Sunday, October 3, 2010

The 10-Hour Cook Shift

One of my primary joys in community living is cooking. In a small group, my turn comes around once every 7-10 days, fluctuating with the on-farm population (more frequently in winter, less in the growing season). On my day, I generally give myself over to the task of nurturing my community family with wholesome, homegrown food and don't expect to get anything else substantive done that day. On all the other days, someone else is cooking and I can enjoy their offerings guilt free.
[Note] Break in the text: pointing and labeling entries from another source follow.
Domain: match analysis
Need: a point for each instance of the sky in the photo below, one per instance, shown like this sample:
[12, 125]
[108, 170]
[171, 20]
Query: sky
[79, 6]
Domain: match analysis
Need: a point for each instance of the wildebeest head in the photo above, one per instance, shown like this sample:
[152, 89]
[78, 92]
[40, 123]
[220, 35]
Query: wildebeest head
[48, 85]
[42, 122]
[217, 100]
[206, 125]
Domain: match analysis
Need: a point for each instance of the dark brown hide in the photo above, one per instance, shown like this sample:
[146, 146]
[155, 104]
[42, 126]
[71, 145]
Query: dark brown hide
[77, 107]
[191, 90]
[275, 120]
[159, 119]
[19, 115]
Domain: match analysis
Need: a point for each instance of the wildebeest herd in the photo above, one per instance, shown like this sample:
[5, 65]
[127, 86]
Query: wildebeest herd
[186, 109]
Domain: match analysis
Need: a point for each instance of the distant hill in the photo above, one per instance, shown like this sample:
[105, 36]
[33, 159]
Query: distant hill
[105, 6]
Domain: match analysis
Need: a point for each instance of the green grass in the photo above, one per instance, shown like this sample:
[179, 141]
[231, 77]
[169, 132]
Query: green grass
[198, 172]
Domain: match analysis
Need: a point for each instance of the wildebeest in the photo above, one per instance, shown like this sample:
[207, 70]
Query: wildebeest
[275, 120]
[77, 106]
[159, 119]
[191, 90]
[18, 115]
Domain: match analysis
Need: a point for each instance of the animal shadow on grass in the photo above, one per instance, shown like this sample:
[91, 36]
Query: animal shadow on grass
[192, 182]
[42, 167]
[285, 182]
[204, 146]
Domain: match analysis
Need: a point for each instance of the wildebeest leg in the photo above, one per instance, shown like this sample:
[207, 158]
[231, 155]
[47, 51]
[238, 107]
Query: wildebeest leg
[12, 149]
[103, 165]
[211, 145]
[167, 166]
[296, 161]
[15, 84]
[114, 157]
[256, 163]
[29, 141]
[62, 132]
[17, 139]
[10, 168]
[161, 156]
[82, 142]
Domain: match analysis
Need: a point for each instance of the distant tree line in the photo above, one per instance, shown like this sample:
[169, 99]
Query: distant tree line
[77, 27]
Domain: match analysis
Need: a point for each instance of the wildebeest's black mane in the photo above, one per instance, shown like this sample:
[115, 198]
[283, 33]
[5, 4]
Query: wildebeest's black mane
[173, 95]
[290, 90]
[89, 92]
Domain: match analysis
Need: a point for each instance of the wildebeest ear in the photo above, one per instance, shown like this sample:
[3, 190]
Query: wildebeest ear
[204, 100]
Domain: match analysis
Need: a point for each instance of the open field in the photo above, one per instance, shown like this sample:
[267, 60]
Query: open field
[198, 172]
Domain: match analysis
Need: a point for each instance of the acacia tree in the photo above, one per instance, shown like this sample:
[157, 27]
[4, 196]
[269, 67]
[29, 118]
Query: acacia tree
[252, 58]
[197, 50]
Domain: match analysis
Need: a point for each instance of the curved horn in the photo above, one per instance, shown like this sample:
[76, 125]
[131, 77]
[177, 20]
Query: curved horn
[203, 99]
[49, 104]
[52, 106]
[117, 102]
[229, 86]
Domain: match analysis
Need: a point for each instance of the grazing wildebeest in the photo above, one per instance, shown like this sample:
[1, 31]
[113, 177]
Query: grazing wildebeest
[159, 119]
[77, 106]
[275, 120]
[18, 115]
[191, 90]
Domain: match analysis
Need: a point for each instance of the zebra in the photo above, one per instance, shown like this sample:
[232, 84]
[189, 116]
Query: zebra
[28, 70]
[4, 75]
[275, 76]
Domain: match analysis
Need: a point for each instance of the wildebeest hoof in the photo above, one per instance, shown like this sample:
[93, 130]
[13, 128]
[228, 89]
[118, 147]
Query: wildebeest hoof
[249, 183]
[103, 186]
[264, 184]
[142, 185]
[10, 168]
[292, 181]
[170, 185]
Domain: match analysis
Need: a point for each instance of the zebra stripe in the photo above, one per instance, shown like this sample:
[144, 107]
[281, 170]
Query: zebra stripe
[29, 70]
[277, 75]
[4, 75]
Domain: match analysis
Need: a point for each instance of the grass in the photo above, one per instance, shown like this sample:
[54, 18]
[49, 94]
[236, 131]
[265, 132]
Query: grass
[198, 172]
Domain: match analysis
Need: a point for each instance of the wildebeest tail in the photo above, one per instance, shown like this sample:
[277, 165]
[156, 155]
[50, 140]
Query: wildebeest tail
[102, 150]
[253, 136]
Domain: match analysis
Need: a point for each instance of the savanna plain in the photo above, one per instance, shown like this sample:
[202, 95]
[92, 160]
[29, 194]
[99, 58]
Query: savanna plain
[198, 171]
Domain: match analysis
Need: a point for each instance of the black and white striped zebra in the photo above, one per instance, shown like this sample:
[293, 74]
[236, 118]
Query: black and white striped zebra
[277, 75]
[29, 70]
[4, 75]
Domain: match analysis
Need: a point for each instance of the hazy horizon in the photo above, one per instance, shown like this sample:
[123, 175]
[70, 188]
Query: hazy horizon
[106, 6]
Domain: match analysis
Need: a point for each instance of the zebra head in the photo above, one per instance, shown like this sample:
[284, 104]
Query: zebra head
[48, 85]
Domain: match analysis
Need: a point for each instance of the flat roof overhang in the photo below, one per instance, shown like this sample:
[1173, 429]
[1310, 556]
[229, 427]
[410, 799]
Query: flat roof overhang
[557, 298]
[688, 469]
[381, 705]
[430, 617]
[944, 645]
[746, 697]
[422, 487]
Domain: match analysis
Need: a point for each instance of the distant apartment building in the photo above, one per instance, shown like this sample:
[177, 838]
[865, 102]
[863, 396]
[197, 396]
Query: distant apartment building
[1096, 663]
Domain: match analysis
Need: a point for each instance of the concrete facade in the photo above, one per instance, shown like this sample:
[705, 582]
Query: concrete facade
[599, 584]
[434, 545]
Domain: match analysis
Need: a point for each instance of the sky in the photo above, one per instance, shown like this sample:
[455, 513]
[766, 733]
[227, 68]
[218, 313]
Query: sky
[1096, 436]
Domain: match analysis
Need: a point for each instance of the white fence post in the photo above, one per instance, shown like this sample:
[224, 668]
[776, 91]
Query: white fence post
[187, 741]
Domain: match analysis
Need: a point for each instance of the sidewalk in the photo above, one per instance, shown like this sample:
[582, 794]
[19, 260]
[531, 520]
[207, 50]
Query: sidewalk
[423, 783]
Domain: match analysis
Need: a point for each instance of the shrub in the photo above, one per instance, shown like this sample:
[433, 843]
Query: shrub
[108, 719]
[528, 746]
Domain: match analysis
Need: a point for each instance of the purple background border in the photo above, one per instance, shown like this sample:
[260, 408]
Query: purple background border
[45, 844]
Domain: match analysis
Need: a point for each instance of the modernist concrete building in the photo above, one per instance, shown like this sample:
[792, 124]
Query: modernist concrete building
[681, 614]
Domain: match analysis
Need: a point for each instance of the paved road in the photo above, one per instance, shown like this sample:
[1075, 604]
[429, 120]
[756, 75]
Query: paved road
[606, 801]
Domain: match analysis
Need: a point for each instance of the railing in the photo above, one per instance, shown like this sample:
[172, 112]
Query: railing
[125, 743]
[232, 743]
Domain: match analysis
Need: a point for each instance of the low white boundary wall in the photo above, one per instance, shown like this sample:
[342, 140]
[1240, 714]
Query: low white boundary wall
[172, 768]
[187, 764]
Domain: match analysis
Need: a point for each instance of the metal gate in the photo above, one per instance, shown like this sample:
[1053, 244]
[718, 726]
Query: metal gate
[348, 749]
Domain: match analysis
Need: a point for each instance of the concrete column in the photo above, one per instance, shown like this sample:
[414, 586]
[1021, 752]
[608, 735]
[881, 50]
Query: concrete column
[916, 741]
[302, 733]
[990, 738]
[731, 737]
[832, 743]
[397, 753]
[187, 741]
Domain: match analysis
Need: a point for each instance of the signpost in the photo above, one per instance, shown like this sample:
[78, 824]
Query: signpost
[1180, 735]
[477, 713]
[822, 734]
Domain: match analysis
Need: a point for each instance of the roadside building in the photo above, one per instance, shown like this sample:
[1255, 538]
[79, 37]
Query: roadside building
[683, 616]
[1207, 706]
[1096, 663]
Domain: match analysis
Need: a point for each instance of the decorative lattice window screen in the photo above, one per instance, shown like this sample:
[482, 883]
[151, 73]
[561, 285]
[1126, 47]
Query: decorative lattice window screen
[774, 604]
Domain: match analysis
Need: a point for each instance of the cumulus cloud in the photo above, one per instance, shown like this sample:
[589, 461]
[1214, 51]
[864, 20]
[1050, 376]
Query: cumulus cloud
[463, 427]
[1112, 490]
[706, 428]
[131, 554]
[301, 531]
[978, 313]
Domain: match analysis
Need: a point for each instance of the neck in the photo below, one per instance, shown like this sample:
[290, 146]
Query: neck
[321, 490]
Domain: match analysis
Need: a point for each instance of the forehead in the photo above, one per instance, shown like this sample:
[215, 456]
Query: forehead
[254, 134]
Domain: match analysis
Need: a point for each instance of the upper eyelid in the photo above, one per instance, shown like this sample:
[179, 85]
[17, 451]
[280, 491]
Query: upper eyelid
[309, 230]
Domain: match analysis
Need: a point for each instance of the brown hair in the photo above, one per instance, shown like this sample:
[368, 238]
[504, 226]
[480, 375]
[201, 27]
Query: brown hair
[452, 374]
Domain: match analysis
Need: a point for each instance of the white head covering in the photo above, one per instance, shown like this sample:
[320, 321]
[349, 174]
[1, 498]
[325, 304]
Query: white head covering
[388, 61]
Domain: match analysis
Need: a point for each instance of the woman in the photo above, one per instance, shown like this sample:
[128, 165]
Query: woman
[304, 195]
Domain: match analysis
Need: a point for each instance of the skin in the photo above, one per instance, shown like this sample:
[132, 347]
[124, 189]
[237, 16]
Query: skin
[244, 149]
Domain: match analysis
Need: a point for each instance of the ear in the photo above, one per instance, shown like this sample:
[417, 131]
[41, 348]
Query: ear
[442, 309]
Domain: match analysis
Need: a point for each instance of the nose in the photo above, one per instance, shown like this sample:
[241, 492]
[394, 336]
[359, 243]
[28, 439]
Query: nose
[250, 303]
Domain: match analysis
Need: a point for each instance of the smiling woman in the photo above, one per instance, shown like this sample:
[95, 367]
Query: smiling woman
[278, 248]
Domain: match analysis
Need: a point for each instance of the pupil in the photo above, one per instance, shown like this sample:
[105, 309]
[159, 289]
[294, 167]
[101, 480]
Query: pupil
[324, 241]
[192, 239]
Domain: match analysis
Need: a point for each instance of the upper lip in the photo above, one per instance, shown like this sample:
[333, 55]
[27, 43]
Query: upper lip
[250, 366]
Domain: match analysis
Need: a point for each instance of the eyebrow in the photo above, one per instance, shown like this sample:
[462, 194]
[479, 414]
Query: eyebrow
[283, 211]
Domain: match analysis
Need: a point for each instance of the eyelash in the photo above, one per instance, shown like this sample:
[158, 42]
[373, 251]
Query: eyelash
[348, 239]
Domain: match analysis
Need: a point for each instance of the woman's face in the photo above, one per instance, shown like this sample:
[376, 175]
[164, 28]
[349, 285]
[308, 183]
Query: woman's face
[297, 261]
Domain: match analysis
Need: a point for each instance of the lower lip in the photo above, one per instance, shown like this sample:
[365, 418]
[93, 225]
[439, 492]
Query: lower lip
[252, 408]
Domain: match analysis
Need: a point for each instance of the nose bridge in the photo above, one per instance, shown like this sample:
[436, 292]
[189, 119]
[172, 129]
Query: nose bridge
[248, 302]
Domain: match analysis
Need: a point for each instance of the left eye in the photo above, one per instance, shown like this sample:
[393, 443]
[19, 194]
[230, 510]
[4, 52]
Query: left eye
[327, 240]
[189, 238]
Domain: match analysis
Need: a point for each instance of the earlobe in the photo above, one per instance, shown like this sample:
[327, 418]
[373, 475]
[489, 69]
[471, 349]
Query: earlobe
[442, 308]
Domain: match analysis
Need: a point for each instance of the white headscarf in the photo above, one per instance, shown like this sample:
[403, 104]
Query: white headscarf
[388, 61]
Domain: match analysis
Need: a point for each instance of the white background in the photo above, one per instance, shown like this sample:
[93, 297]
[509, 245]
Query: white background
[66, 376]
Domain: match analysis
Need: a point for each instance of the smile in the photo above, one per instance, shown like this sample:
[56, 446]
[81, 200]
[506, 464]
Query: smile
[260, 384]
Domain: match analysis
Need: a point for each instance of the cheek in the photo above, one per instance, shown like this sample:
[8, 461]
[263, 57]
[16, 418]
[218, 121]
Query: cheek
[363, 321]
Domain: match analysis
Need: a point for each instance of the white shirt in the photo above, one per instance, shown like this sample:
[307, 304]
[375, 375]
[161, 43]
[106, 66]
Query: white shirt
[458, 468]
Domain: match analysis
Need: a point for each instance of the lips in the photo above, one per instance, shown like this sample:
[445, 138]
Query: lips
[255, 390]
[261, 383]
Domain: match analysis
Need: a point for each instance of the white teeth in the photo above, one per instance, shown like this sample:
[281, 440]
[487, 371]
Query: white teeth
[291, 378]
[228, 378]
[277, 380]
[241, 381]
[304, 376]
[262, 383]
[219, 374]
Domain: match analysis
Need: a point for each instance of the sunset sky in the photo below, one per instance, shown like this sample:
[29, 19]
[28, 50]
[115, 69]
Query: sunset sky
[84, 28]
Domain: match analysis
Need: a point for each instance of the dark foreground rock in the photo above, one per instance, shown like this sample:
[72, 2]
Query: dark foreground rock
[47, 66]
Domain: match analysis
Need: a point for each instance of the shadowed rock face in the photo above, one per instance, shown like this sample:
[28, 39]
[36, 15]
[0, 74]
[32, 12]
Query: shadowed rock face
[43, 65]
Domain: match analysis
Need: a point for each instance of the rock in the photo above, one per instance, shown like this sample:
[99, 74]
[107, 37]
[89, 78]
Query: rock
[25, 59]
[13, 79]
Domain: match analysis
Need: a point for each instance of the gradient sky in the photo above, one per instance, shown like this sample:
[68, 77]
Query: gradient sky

As I'm sure I'd derive less pleasure from cooking if it were an every day duty (something about familiarity breeding contempt applies here), this is pretty much an ideal rhythm for me. That said, Sandhill is now in Harvest Mode, which means a jump to warp speed. Our on-farm numbers swell to double and triple our normal complement and the carbohydrate demands balloon beyond that in response to all the calories burned while stripping sorghum cane and wielding machetes to fell it. In consequence, a kitchen shift—keeping the compesinos happy and well fed—can be fairly intense. Let me walk you through my schedule yesterday to lay out what I mean...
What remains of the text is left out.